Islanders goalie Ilya Sorokin will have to be at his...

Islanders goalie Ilya Sorokin will have to be at his best during highly squeezed NHL schedule Credit: AP/Matt Slocum

First off, hockey is not meant to be played on a baseball schedule. But, to have a three-week Olympic break in February, the NHL has squeezed October, November, December, January, March and April as tight as possible.

Especially now. Especially for the Islanders, whose playoff chances may ride on this breakneck slate of six games over nine days, including five games against Metropolitan Division opponents.

That starts on Wednesday night against the Rangers at UBS Arena, with the teams playing again on Thursday night at Madison Square Garden.

So it’s no surprise general manager Mathieu Darche acted well in advance of the March 6 trade deadline, acquiring wing Ondrej Palat, a third-round pick in 2026 and a sixth-round pick in 2027 on Tuesday for Max Tsyplakov, who never fully gained coach Patrick Roy’s trust. On Monday, Darche swapped a third-round pick in 2026 to the Rangers for defenseman Carson Soucy.

Still, the Islanders increased their hold on third place in the division to a four-point gap over the Flyers with a 4-0 win in Philadelphia on Monday night. The Islanders have won the first two games this season over their New York rivals by an aggregate 7-0.

To get back to the opening sentence, though, this is not how the hockey gods meant the NHL schedule to be played. Playing six games in 12 days would be considered a strenuous stretch. Six in nine seems (checks thesaurus) severe.

But this is how the Islanders’ season may be determined. A strong showing, say 4-1-1 through this stretch would definitely solidify their playoff positioning going into the Olympic break, which starts after the Islanders face the Devils in Newark, New Jersey on Feb. 5 with their season not resuming until a game in Montreal on Feb. 26.

A so-so showing, say 2-3-1, or a poor effort, say 1-4-1, could end their chances of catching the Penguins for second place in the division and securing home-ice advantage for the first round of the playoffs. And it could allow the Flyers, Capitals or Devils to catch them for third place, with all indications being the Atlantic Division will secure five playoff spots to the Metropolitan Division’s three.

Jean-Gabriel Pageau, who scored twice against the Flyers, including a shorthanded tally, said the Islanders approached that match as if it were a playoff game.

Guess what? That is likely how all the remaining 30 games between now and the season-finale against the visiting Hurricanes on April 14 must be played. That’s certainly true in a back-to-back scenario with the retooling — general manager Chris Drury’s word, we’d call it a sell-off and long-term rebuild — Rangers.

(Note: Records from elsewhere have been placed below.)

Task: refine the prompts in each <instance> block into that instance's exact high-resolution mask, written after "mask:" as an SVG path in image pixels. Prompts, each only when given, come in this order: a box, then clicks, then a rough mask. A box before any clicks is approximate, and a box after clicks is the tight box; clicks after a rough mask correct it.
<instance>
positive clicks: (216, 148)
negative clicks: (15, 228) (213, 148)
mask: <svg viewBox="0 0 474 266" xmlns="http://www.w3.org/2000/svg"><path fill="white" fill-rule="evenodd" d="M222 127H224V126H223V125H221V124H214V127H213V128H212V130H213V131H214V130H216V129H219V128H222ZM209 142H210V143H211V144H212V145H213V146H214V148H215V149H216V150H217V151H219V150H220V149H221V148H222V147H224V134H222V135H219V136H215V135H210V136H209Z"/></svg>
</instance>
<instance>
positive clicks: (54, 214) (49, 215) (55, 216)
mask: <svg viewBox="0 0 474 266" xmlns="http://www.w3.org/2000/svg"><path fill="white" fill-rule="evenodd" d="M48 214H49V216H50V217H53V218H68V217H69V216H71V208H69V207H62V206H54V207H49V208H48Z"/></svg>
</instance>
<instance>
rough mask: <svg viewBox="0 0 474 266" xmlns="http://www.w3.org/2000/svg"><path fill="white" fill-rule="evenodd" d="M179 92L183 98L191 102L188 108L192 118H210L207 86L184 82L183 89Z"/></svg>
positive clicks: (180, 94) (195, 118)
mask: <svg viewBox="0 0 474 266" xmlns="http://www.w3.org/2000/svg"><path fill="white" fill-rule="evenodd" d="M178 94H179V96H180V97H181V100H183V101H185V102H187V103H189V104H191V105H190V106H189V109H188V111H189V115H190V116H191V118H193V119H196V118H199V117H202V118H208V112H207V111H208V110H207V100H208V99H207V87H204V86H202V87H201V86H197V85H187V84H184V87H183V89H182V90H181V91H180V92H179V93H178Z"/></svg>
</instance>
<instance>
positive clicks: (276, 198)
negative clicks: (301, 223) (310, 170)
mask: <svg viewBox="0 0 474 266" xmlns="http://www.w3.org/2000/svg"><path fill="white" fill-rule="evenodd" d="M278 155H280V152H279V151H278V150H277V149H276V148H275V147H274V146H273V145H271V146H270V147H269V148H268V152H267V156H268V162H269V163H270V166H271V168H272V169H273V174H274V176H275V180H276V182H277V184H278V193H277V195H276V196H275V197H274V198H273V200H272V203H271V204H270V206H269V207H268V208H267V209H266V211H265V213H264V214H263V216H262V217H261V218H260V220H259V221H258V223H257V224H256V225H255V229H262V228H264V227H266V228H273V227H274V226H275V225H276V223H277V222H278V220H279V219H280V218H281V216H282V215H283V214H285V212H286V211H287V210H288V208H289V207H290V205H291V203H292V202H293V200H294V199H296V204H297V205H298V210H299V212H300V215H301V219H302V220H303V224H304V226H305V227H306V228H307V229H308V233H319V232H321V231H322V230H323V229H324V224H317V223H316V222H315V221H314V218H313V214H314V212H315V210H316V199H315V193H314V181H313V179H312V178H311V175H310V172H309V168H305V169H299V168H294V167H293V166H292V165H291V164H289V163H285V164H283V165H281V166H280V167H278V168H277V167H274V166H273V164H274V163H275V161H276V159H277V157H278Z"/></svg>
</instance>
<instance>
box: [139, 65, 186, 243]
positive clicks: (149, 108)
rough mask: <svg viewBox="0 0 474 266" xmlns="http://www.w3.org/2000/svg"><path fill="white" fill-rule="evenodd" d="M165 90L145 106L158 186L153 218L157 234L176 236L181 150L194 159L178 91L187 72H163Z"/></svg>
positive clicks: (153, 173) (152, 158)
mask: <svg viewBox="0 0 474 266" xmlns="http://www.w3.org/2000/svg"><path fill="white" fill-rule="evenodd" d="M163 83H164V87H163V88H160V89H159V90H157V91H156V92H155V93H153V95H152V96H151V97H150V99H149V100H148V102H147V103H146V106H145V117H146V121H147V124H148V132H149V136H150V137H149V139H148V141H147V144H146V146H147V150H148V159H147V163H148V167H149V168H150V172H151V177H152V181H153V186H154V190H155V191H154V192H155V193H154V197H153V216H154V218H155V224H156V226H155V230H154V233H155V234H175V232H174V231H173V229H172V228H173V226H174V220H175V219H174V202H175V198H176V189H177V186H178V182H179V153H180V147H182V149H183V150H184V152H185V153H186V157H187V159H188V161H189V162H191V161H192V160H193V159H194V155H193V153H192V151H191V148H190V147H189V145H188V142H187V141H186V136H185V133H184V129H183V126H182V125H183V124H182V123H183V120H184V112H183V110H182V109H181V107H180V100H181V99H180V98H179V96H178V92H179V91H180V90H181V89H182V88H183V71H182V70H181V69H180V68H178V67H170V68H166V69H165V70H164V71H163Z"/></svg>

“We all know how much pride we take in those battle of New York games, I think it will be easy to bring that,” Pageau said in his post-game interview with MSG Networks. “We had so much fun doing it today, why not do it again? Every game is a four-point game almost until the break. We take that as motivation. We want to finish in a good spot.”

But, again, going back to the opening statement, it’s impossible to do that without the proper rest and recovery time. There are going to be games when the Islanders’ legs just are not there and it will look like they’re skating in quicksand. Of course that will be true for some of their opponents as well so the Islanders must take advantage of those situations.

“There’s still plenty of time,” defenseman Tony DeAngelo said after scoring his first power-play goal as an Islander against the Flyers. “But those four-point games are big games. But like I keep saying, it’s just about the process of doing the same thing over and over again. It’s how you win. You can’t just get up for one big game and then go back to doing bad habits in the next one. It needs to be a consistent process of doing just what we did there with a lot of success.”

That’s particularly true even with the ramped-up emotions associated with facing the Rangers, like the Flyers, one of DeAngelo’s former teams.

“Same thing,” DeAngelo said when asked what the mindset needed to be on Wednesday night. “Obviously a little more when you get the Rangers as far as the fans go. They’ll be a little more angry with each other. But, for us, you’ve got to keep playing the same way. Every game is going to be just as important.”

It’s a hockey mentality that will be tested over a baseball-like schedule.